Long queues, brawls and traffic jams were witnessed at petrol pump stations across Pakistan Thursday morning as the strike announced by petroleum dealers triggered panic buying.
The Pakistan Petroleum Dealers Association (PPDA) had announced they would go on a strike from today (Thursday) till an indefinite period to demand an increase in the margin on the sale of petroleum products.
“Petrol pumps across the country will remain closed today,” said the Petroleum Dealers Association secretary. “The government did not accept our demands. Till the government does not increase the dealers’ margin to 6%, we will not negotiate with them,” he added.
He alleged that the government had provided assurances of fulfilling dealers’ demands but so far, had not spoken to them.
In Karachi, commuters rushed to the petrol pumps to get their fuel tanks filled in long queues, which disrupted the traffic movement on major arteries of Karachi.
Citizens were worried Thursday morning over not finding petrol at petrol stations across the city. “We searched far and wide for petrol, from Clifton to Liaquatabad, but could not get any,” said one commuter, speaking to Geo News.
Another citizen said he had arrived at Liaquatabad from Sohrab Goth to find petrol. However, he had to return empty-handed. “The non-availability of petrol has increased our problems,” he said.
The few petrol pumps in the city that were open had long queues of cars lined up outside them.
Similar to the situation in Karachi, most petrol pumps in Islamabad and Rawalpindi were also closed, causing problems for citizens.
As per a report in The News, the petrol stock of some stations depleted Wednesday night after people showed up in large numbers to have their tanks filled ahead of the strike.
“People are buying extra fuel.
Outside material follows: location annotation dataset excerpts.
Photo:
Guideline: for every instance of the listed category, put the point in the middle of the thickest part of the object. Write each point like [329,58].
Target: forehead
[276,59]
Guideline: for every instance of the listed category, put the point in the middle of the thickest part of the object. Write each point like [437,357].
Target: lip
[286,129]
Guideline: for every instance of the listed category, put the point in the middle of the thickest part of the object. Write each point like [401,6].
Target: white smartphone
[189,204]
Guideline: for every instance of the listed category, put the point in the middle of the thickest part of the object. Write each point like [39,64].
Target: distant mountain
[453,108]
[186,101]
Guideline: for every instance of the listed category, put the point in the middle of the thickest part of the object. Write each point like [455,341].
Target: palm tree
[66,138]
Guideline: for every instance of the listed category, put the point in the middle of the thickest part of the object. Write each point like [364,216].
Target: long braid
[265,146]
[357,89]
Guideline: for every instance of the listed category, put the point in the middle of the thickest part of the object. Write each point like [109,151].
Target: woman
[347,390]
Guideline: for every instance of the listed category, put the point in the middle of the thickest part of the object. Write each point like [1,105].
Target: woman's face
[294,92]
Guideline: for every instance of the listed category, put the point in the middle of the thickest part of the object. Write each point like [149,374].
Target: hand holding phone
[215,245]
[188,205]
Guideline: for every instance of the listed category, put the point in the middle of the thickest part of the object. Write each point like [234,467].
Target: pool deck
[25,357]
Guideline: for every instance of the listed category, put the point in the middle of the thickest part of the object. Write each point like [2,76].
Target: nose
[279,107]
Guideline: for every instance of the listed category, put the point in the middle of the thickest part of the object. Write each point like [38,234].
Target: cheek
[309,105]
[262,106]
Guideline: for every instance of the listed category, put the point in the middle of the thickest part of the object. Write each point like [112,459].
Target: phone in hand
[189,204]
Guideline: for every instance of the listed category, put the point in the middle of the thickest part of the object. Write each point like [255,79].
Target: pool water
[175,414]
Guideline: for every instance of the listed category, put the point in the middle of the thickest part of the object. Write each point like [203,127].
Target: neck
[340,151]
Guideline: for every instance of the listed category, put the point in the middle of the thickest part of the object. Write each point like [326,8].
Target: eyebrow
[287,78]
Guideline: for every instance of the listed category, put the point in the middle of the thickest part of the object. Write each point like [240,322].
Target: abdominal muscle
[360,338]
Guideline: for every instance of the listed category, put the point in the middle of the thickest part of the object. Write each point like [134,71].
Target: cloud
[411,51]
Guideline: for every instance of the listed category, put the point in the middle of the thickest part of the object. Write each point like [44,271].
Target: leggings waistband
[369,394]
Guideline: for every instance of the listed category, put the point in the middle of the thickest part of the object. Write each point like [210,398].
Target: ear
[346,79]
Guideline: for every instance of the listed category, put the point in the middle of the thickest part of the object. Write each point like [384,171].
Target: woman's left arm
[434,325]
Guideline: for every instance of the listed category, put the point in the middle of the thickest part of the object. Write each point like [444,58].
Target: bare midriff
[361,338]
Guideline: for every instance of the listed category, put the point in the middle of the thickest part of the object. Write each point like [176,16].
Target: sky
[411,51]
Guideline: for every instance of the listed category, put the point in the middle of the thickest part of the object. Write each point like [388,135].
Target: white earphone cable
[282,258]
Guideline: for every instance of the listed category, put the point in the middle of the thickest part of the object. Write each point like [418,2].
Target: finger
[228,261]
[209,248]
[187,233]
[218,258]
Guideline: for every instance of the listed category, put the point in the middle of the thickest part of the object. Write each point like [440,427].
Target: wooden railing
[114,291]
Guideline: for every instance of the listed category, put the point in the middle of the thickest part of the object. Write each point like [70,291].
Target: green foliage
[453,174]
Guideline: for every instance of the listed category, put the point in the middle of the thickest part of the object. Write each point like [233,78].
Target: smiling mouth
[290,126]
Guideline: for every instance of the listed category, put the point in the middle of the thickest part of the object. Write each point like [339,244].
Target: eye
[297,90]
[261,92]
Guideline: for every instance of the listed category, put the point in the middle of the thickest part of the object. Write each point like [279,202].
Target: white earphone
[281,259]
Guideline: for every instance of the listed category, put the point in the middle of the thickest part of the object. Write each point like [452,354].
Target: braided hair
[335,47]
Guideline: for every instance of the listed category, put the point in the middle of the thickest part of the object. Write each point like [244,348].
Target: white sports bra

Most citizens who came to the stations wanted to fill up the tanks [of their vehicles],” said the manager of a Rawalpindi petrol station last night.
A motorcyclist at Rawalpindi’s Saddar, speaking to The News, had scrambled to the petrol station to purchase fuel. A citizen from Islamabad said that he had waited for over an hour in a queue outside a petrol situation.
“No petrol pump in Islamabad has a line that is less than one kilometre-long,” he had said.
Chaudhry Azam Riaz had tweeted a video from Islamabad’s Constitution Avenue showing a long double queue formed on the main road for a petrol pump located in front of the Foreign Office.
Scuffles between citizens were also observed during the panic buying of petrol. With patience wearing thin and exhausting fuel at the filling stations, several car owners tried getting ahead of others, instead of waiting in queues, engaging in arguments and brawls.
By 10pm, several pumps had run out of petrol and diesel, which exacerbated the crisis. Former Khyber Pakhtunkhwa minister Ajmal Khan Wazir said a day earlier that he managed to get petrol after waiting for two hours outside a pump in Islamabad’s F-11.
The petrol dealers association have shuttered petrol pumps across Peshawar as well, saying that the strike will continue till the government fulfils their dealers’ demands.
Most petroleum stations in Mansehra are also expected to remain close as dealers will go on strike, seeking the same increase in their margin on the sale of petroleum products.
“We have been demanding an increase in petroleum products’ margin for a long time but now we would go on strike for our rights,” Taimur Khan Swati, the president of the petroleum stations association, had said.
Petrol pumps in most areas of Balochistan’s provincial capital, Quetta, also remained close Thursday due to the strike.
The strike caused problems for citizens who found it difficult to reach their schools, offices and other places.
Govt will not accept illegitimate demands: Hammad Azhar
Energy Minister Hammad Azhar reacted to the petrol strike, saying that the government will not accept “illegitimate demands” by certain petroleum dealers.
“Some groups want a hike in prices of petroleum products by Rs9,” revealed the minister. “The government will not hike prices of petroleum products by Rs9 per litre to appease a few companies.”
Azhar condemned the demand of petroleum dealers, saying that creating difficulties for the common man was unfortunate.
The energy minister said he had already submitted a summary to the Economic Coordination Committee (ECC) to increase the margin on the sale of petroleum products.
“A decision in this regard will be taken by the next meeting. However, only legitimate demands will be fulfilled,” he stated.
He said the government was aware of the difficulties that petrol pump owners were going through, adding that they should also realise the difficulties that people are facing due to the strike and reconsider their decision.